Zwar sei während der Fußball-WM kein Anstieg von Zwangsprostitution feststellbar gewesen, „doch darf das nicht darüber hinwegtäuschen, dass weiterhin Tausende von Frauen auch in Deutschland Opfer von Menschenhandel werden“, sagte Heike Rudat, Vorstandmitglied im Bund Deutscher Kriminalbeamter (BDK). Der Staat sei verpflichtet, gegen diese gravierende Menschen-rechtsverletzung alle notwendigen Maßnahmen einzuleiten. „Doch immer noch fehlen in vielen Bundesländern bei der Polizei Spezialdienststellen zur Bekämpfung des Menschenhandels. Der BDK fordert die Innenminister der Länder daher auf, diese unverzüglich einzurichten, wenn die oft geäußerte Solidarität zur Fußball-WM 2006 seitens der Politik nicht nur Lippenbekenntnis bleiben soll“, so Rudat.

„Die aufenthaltsrechtliche Situation für die Betroffenen des Menschenhandels haben sich immer noch nicht ausreichend verbessert“, kritisierte Naile Tanis, Geschäftsführerin des Bundesweiten Koordinierungskreises gegen Frauenhandel und Gewalt an Frauen im Migrationsprozess (KOK). Dabei habe die deutsche Bundesregierung die Verpflichtung, die sogenannte EU-Opferschutz-richtlinie (2004/81) „über die Erteilung von Aufenthaltstiteln für Drittstaatangehörige, die Opfer des Menschenhandels sind oder denen Beihilfe zur illegalen Einwanderung geleistet wurde und die mit den zuständigen Behörden kooperieren“ umzusetzen. „Inzwischen ist sogar die Umsetzungsfrist der EU-Richtlinie am 06.08.2006 abgelaufen und noch immer sind wir keinen Schritt weiter“, sagte Tanis. In der Praxis bedeutet dies, dass Betroffene des Menschenhandels keinen sicheren gebundenen und rechtmäßigen Aufenthaltstitel erhalten. Auch dann nicht, wenn sie mit den Strafverfolgungsbehörden kooperieren, d.h. wenn sie sich als ZeugInnen zur Verfügung stellen und damit sich und ihre Angehörigen in eine akute Gefahrensituation bringen.
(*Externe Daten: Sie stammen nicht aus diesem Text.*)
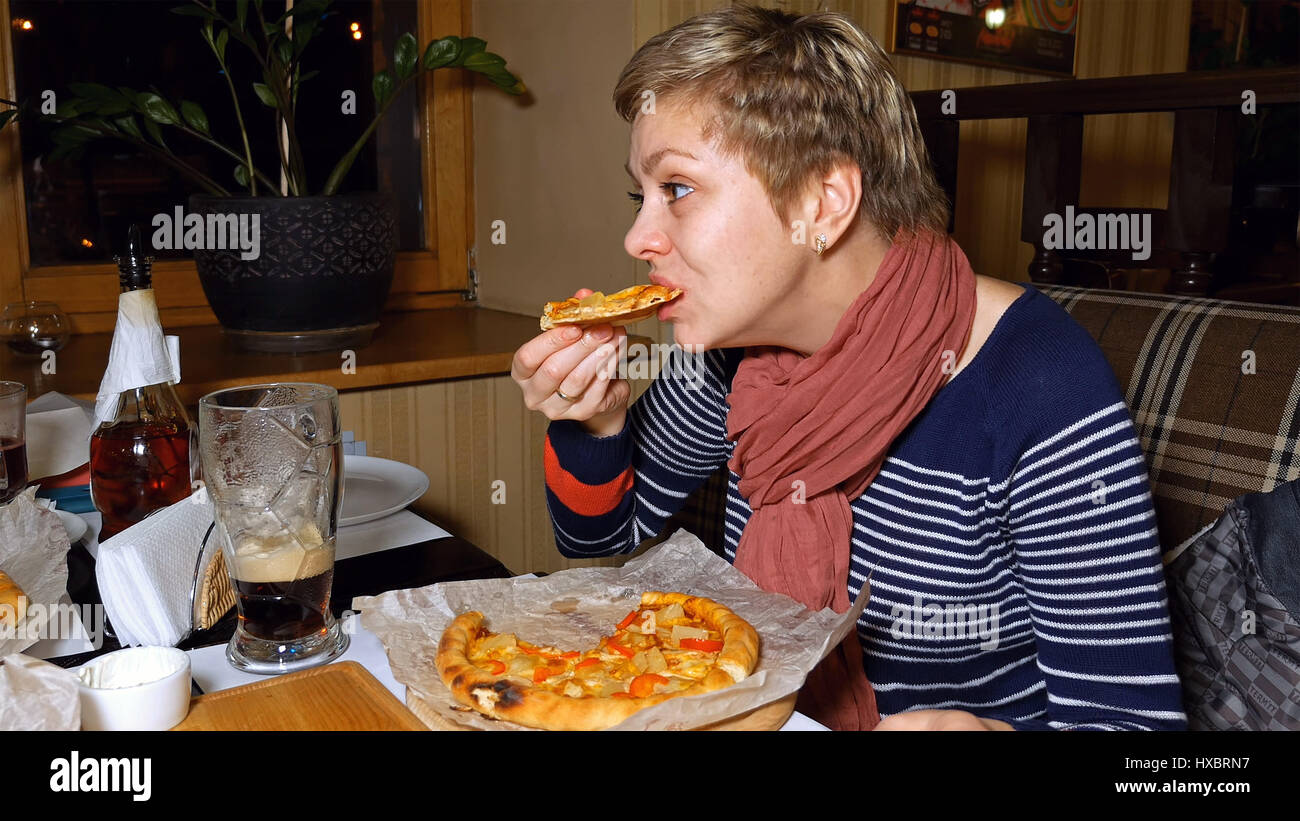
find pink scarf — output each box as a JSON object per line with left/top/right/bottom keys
{"left": 725, "top": 230, "right": 977, "bottom": 730}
Tanis wiederholte die Forderung nach einem gesicherten Aufenthaltsstatus auch nach Beendigung des Strafverfahrens.

Eine nachhaltige finanzielle Absicherung der Fachberatungsstellen forderte die Bundesvorsitzende der Katholischen Frauengemeinschaft Deutschlands (kfd), Magdalena Bogner. Dies sei „ein wesentlicher Bestandteil der wirksamen Bekämpfung von Menschenhandel zum Zweck der sexuellen Ausbeutung“. Zwar existiere auf Bundesebene ein Kooperationskonzept für die Zusammenarbeit zwischen Behörden und Fachberatungsstellen. Doch dieses Konzept werde auf Länderebene jeweils unterschiedlich implementiert, entsprechend unterschiedlich falle auch die Finanzierung jener Stellen aus. Bogner sprach sich daher für die Einrichtung von Länderfonds aus, um eine angemessene und einheitliche Finanzierung herzustellen.
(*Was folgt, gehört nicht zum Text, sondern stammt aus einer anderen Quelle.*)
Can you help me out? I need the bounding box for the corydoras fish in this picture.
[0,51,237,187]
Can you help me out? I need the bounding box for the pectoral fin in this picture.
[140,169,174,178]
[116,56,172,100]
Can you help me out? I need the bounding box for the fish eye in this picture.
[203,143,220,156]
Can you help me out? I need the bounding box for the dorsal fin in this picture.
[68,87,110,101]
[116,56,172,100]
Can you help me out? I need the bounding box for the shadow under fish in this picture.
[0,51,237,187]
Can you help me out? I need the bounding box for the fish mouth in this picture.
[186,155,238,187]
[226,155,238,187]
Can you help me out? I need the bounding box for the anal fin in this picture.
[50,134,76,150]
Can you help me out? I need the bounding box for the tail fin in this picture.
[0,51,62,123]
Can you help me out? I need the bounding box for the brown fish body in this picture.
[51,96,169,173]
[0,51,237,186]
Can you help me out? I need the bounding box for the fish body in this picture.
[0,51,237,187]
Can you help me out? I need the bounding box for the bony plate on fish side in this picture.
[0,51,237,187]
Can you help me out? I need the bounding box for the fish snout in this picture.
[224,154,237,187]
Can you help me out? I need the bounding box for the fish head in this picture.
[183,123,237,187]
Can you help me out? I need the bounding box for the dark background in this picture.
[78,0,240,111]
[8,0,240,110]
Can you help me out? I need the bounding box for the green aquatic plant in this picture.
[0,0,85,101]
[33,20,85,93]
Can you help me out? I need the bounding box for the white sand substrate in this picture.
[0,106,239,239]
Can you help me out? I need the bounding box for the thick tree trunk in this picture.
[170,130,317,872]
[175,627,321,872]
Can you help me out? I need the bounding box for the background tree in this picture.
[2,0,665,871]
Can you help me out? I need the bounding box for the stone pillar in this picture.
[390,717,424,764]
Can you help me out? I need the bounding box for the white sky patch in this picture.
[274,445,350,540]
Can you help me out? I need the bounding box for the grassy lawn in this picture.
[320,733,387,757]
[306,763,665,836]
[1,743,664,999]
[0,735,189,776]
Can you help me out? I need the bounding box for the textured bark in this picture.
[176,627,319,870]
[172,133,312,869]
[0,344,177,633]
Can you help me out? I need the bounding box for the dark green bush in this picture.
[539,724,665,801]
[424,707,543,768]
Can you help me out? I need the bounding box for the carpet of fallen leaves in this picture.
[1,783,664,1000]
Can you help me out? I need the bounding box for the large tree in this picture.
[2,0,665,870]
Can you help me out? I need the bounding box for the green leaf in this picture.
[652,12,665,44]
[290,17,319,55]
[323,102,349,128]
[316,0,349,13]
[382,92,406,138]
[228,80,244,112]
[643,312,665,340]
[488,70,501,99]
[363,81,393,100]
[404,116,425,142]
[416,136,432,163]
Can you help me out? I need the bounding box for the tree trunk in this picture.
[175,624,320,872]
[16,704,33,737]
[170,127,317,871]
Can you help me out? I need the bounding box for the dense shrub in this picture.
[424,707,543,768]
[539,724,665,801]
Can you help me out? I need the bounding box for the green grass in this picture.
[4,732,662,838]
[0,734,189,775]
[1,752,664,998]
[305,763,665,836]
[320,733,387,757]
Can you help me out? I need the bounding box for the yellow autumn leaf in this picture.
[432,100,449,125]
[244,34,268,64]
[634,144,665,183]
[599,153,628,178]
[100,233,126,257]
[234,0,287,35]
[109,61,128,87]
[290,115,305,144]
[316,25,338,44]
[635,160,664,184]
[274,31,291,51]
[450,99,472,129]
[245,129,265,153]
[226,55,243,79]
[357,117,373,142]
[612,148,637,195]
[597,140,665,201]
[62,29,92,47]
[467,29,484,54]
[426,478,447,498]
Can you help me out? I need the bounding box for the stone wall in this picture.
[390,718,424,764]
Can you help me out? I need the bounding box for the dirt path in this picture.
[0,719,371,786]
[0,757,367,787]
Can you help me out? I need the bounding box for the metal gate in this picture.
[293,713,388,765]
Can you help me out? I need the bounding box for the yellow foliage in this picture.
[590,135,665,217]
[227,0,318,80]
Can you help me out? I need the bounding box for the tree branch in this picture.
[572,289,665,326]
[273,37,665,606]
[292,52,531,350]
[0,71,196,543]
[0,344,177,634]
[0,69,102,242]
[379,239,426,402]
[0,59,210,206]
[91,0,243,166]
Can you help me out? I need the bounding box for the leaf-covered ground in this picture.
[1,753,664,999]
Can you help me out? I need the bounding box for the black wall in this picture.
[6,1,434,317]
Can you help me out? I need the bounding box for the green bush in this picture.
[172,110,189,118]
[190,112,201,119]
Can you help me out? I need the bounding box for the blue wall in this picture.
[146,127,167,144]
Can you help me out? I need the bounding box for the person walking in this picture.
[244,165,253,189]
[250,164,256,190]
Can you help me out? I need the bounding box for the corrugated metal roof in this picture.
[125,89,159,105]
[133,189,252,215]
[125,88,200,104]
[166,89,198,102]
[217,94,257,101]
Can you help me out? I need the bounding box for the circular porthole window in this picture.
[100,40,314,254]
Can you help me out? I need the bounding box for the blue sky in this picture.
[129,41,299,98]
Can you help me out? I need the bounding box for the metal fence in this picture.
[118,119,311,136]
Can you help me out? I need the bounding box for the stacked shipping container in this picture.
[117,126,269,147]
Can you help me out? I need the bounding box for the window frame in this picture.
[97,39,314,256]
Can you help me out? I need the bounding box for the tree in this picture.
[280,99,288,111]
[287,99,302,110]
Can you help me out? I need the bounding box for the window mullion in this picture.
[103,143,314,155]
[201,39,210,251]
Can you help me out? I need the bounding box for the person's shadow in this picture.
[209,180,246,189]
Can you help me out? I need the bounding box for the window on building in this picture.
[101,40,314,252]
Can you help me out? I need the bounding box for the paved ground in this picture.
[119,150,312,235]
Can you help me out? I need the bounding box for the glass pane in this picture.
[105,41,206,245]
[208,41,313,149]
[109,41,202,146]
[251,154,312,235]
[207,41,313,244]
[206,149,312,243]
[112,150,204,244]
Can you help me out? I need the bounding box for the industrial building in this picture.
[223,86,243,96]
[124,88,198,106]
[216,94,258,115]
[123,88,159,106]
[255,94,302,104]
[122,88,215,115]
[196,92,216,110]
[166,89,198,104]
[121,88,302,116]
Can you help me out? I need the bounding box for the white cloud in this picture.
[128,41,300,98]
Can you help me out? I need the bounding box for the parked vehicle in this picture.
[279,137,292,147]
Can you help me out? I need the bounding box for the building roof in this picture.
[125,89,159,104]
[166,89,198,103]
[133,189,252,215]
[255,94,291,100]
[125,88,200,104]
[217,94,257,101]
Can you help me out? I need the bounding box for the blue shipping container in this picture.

Zur aktuellen Forderung nach der Bestrafung von Freiern, die wissentlich die Dienste von Zwangsprostituierten in Anspruch nehmen, äußerte sich Brunhilde Raiser, Vorsitzende des Deutschen Frauenrates, skeptisch. „Möglicherweise gibt es hier tatsächlich eine Gesetzeslücke, aber zunächst muss geprüft werden, ob dieses Mittel tatsächlich geeignet ist, den Menschen-handel einzudämmen. Überhaupt kann ein solches Gesetz nur eine Maßnahme in einem breit angelegten Katalog sein“, so Raiser.

Bundestagsvizepräsidentin Dr. Susanne Kastner zeigte großes Engagement für das Thema. Sie regte an, Menschenhandel und Zwangsprostitution im Rahmen der aktuellen EU-Ratspräsidentschaft Deutschland in einer großen gemeinsamen Veranstaltung von Bundestag und NGO auf die Tagesordnung zu setzen.